Congress passes legislation to end forced arbitration of sexual assault and harassment claims

Attorneys in a discussion

On February 10, 2022, Congress passed the Ending Forced Arbitration of Sexual Assault and Sexual Harassment Act. This legislation specifically provides individuals the choice of whether to arbitrate or take to court disputes involving claims of sexual assault or sexual harassment.

The Act, which now awaits President Biden’s signature, takes aim at predispute arbitration agreements (i.e., arbitration agreements that are entered into before any dispute has actually arisen) and predispute joint-action waivers (i.e., agreements that are made before any dispute has arisen and that waive the individual’s ability to bring his or her dispute in a joint, class, or collection action).

A sexual assault dispute is defined by the Act as a dispute involving a nonconsensual sexual act or sexual contact, including when the victim lacks capacity to consent. A sexual harassment dispute is defined as a dispute relating to: (a) Unwelcome sexual advances; (b) Unwanted physical contact that is sexual in nature, including assault; (c) Unwanted sexual attention, including unwanted sexual comments and propositions for sexual activity; (d) Conditioning professional, educational, consumer, health care, or long-term care benefits on sexual activity; (e) Retaliation for rejecting unwanted sexual attention.

Should President Biden sign the Act, which is expected, the Act applies to any sexual assault or harassment dispute or claim that arises or accrues on or after the Act is enacted.

Any issues as to whether the Act applies to a particular dispute would be governed by federal law, and any issues regarding the applicability of the Act to a specific agreement, including issues related to the validity or enforceability of the agreement, would be determined by a court—not an arbitrator.

Considerations for employers

Given that this Act will likely become official soon, employers should contact their McAfee & Taft labor and employment attorney to review their arbitration agreements. The Act permits the individual to make the election as to whether their arbitration agreement would be considered valid or enforceable with respect to a case filed under federal, tribal, or state law that relates to the sexual assault or sexual harassment dispute. As such, arbitration agreements may need specific language to protect an employer’s ability to proceed with arbitration on non-sexual assault and non-sexual harassment disputes.

There is at least one important scenario the Act doesn’t seem to directly address—the issue of when an employee has multiple types of disputes. For example, as can be common with employment cases, the individual may claim sexual harassment, along with racial harassment, age discrimination, or failure to pay overtime.
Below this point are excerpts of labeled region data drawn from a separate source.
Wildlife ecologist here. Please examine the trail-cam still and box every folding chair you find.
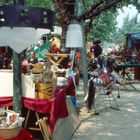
[112,70,137,90]
[93,73,120,110]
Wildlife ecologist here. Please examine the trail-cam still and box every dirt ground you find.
[71,82,140,140]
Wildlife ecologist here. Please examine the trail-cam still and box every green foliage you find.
[114,15,140,43]
[88,11,117,42]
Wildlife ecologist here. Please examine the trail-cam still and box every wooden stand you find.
[24,110,52,140]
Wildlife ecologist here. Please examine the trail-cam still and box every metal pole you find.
[76,0,88,94]
[13,51,22,114]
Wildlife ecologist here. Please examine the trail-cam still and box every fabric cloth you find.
[0,87,70,133]
[0,130,34,140]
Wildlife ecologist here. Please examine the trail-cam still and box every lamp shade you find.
[0,27,50,53]
[66,23,84,48]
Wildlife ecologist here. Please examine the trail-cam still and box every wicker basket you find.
[36,80,56,99]
[0,110,21,139]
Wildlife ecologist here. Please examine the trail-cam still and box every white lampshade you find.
[66,23,84,48]
[0,27,50,53]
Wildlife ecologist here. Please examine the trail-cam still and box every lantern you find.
[66,23,84,48]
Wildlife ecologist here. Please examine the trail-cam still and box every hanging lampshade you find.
[66,23,84,48]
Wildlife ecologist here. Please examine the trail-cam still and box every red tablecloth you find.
[0,87,68,133]
[0,77,75,133]
[23,87,68,133]
[0,130,34,140]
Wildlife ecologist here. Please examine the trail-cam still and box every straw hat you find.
[32,63,44,74]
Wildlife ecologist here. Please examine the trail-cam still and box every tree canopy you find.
[0,0,140,40]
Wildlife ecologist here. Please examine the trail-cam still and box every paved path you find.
[71,83,140,140]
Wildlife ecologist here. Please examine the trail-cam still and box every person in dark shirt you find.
[28,51,38,69]
[93,40,103,58]
[91,40,104,68]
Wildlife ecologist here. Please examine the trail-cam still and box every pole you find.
[76,0,88,95]
[13,50,22,114]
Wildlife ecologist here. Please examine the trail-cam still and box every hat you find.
[32,63,44,74]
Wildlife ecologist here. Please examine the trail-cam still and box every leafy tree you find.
[114,15,140,43]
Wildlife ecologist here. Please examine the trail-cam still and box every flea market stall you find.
[0,1,79,140]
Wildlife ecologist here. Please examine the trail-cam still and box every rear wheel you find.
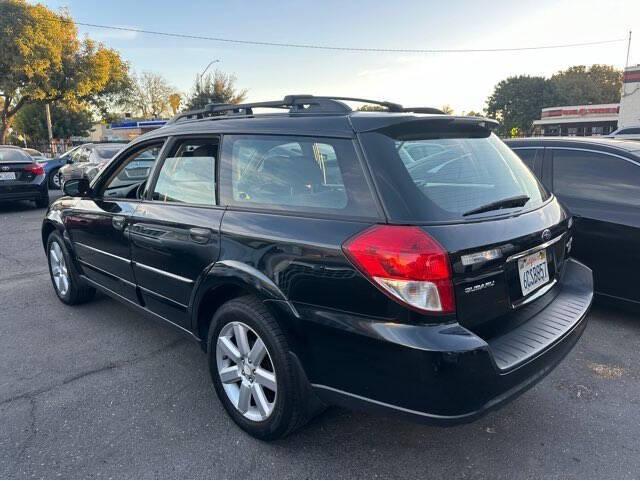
[208,296,309,440]
[49,169,62,189]
[47,232,96,305]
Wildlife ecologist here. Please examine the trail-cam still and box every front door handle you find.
[111,215,127,230]
[189,227,211,244]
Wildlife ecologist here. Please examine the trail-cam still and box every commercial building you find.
[533,65,640,137]
[82,119,167,142]
[533,104,620,137]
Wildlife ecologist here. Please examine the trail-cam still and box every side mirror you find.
[62,177,91,197]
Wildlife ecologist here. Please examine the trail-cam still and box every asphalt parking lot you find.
[0,190,640,478]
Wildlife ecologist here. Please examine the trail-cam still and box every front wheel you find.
[47,232,96,305]
[49,169,62,189]
[35,192,49,209]
[208,296,316,440]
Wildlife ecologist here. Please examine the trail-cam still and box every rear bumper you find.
[294,260,593,424]
[0,180,48,201]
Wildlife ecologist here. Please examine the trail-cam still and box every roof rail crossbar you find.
[169,95,444,123]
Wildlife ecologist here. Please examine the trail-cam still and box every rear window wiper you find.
[462,195,530,216]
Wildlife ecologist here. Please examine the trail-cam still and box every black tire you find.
[47,232,96,306]
[35,192,49,209]
[208,296,313,441]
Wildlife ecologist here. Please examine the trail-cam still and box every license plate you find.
[518,250,549,296]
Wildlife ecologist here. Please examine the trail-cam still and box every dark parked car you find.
[0,146,49,208]
[38,145,82,189]
[58,143,127,185]
[42,96,593,439]
[507,137,640,305]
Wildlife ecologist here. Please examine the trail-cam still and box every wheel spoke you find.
[233,324,249,356]
[238,382,251,413]
[249,338,267,366]
[251,383,271,417]
[255,367,278,392]
[218,337,242,364]
[53,242,63,262]
[220,366,240,384]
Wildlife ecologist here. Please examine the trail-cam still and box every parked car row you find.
[42,96,596,439]
[0,145,49,208]
[506,137,640,305]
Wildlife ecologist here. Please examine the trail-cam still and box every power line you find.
[75,22,626,53]
[8,12,627,53]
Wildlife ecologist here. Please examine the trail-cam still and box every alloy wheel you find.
[49,242,70,296]
[216,322,278,421]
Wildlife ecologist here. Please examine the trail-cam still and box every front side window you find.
[152,139,218,205]
[221,135,376,217]
[103,142,163,198]
[363,129,549,222]
[0,148,31,163]
[553,150,640,207]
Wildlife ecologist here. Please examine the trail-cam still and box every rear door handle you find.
[189,227,211,244]
[111,215,127,230]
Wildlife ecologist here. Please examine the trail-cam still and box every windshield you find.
[363,129,549,221]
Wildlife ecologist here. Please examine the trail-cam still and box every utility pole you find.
[44,103,56,155]
[624,30,631,69]
[198,58,220,105]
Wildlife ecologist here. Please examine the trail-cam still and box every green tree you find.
[129,72,174,119]
[13,102,93,142]
[0,0,128,143]
[185,70,247,110]
[544,64,622,107]
[487,75,546,136]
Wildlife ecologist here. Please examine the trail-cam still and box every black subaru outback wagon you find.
[42,96,593,439]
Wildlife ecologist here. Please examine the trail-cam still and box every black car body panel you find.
[42,104,593,422]
[507,138,640,303]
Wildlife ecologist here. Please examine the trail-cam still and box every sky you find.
[34,0,640,113]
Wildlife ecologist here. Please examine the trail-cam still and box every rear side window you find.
[513,149,539,172]
[221,135,376,217]
[553,150,640,207]
[362,122,549,222]
[0,149,31,162]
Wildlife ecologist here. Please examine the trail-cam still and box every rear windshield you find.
[363,124,549,222]
[0,149,31,162]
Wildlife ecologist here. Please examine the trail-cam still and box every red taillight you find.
[24,164,44,175]
[343,226,455,313]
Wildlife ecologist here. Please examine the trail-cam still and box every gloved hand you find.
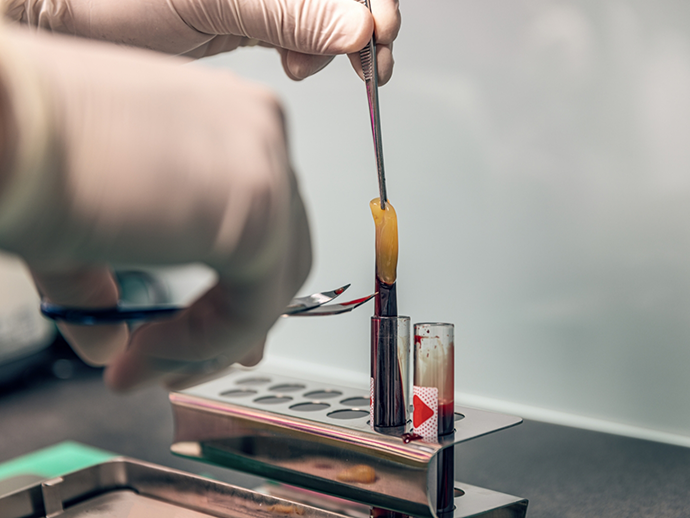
[0,26,311,389]
[4,0,400,84]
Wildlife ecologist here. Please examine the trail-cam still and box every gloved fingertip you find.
[278,48,302,81]
[326,2,374,54]
[58,324,129,367]
[286,50,335,81]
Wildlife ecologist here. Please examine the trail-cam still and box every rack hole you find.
[268,383,307,392]
[254,396,292,405]
[328,408,369,419]
[290,401,331,412]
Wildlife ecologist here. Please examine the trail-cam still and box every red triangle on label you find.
[412,395,434,428]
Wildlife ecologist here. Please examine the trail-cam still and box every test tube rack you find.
[170,368,527,518]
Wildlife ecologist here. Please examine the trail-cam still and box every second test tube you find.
[412,323,455,517]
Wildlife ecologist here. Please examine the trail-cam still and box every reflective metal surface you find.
[0,458,527,518]
[0,458,343,518]
[170,369,522,517]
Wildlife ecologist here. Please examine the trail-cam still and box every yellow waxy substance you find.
[369,198,398,284]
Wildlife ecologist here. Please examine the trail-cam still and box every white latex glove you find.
[0,27,311,389]
[4,0,400,84]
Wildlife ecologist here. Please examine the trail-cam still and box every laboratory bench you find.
[0,370,690,518]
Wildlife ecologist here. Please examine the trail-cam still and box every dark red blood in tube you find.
[438,401,455,435]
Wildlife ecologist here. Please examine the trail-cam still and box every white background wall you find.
[206,0,690,445]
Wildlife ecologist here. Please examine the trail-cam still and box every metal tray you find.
[0,457,527,518]
[0,457,344,518]
[170,368,522,518]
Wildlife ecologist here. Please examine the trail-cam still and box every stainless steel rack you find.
[170,369,527,518]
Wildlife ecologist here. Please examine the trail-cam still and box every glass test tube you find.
[370,316,412,435]
[412,323,455,516]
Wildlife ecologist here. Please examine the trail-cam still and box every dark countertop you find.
[0,372,690,518]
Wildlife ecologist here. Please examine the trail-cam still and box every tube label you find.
[412,385,438,440]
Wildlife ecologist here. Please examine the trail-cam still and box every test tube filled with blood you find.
[412,323,455,515]
[369,198,410,435]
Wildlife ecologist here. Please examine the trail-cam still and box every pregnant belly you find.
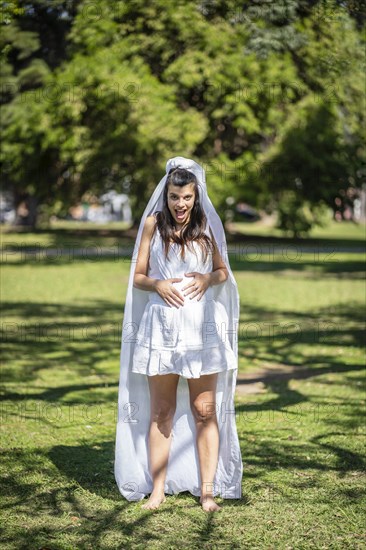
[149,276,213,307]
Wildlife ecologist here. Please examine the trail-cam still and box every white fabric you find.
[114,157,243,501]
[132,228,237,378]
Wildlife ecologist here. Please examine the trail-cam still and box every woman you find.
[115,157,242,511]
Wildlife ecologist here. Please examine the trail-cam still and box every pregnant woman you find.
[115,157,243,512]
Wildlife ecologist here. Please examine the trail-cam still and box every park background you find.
[0,0,366,550]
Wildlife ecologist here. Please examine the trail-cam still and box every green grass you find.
[0,240,365,550]
[232,219,366,241]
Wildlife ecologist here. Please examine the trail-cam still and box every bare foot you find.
[200,495,221,512]
[141,491,166,510]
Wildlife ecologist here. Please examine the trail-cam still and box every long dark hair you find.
[156,168,214,262]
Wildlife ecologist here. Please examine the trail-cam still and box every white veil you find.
[114,157,243,501]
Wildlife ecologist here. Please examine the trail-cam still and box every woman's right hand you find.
[155,277,184,308]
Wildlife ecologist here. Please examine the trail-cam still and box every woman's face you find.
[167,183,195,228]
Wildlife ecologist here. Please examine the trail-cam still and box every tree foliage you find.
[0,0,364,234]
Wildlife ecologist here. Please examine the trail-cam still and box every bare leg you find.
[142,374,179,509]
[188,373,220,512]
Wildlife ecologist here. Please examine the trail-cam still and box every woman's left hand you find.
[182,271,210,300]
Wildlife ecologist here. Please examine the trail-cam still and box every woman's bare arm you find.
[208,228,229,286]
[133,216,158,291]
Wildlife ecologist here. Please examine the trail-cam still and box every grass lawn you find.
[0,232,366,550]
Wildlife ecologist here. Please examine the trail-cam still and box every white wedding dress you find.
[115,221,243,501]
[132,222,237,378]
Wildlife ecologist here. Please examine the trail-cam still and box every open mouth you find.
[175,210,186,220]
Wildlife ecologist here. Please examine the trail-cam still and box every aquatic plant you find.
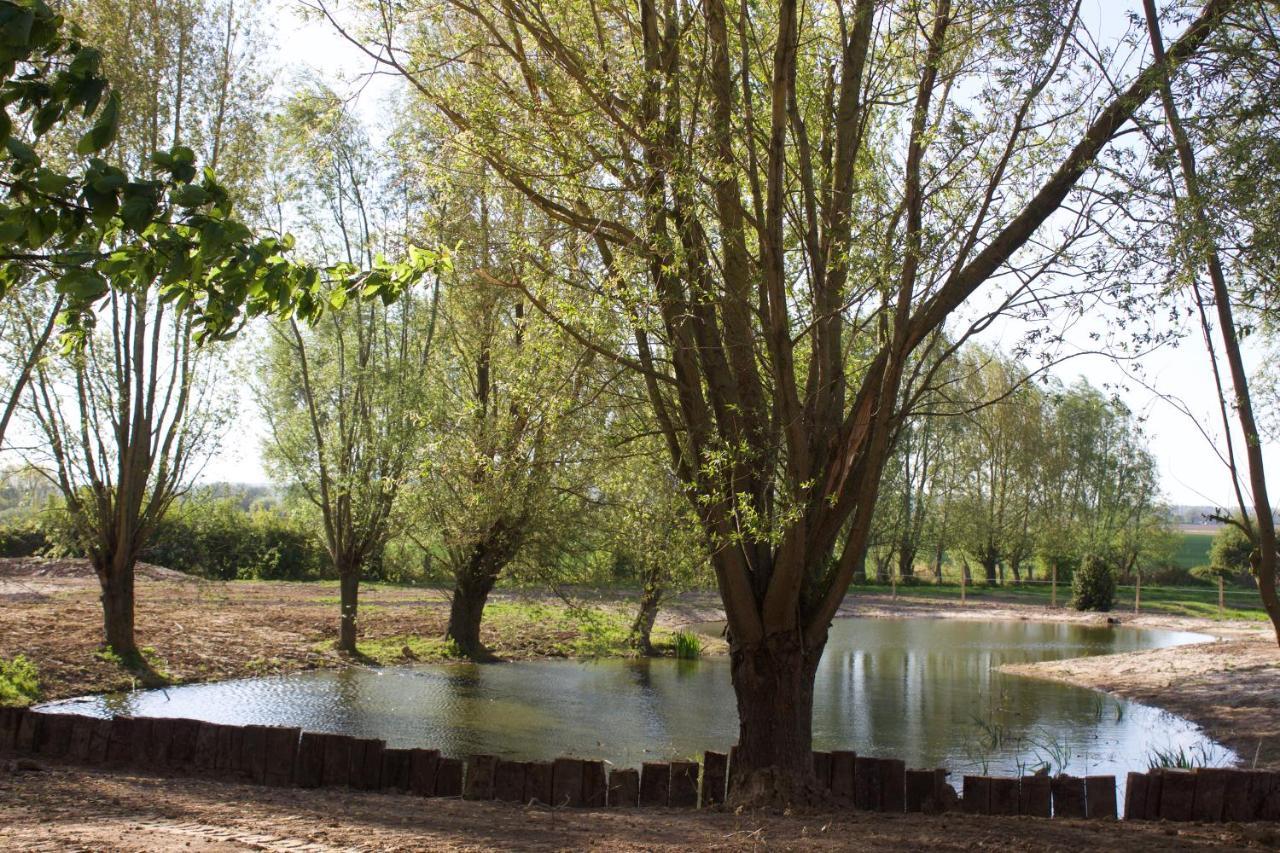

An arbitration agreement would cover all of these disputes, but under the Act, only the sexual harassment dispute could be taken to court at the individual’s election. Depending on how the Act will be interpreted, individuals may choose to sever their sexual harassment claims from their other employment-related disputes, leaving employers with the possibility of resolving the same person’s disputes in two separate forums.

Employers should also continue to stay apprised of this administration’s focus on arbitration agreements in general. Other bills are currently proposed that take broader aim at arbitration agreements, seeking to invalidate them for disputes beyond sexual misconduct. Whether these proposed laws garner the same bipartisan support as this Act is unclear, but it is certainly a trend to track.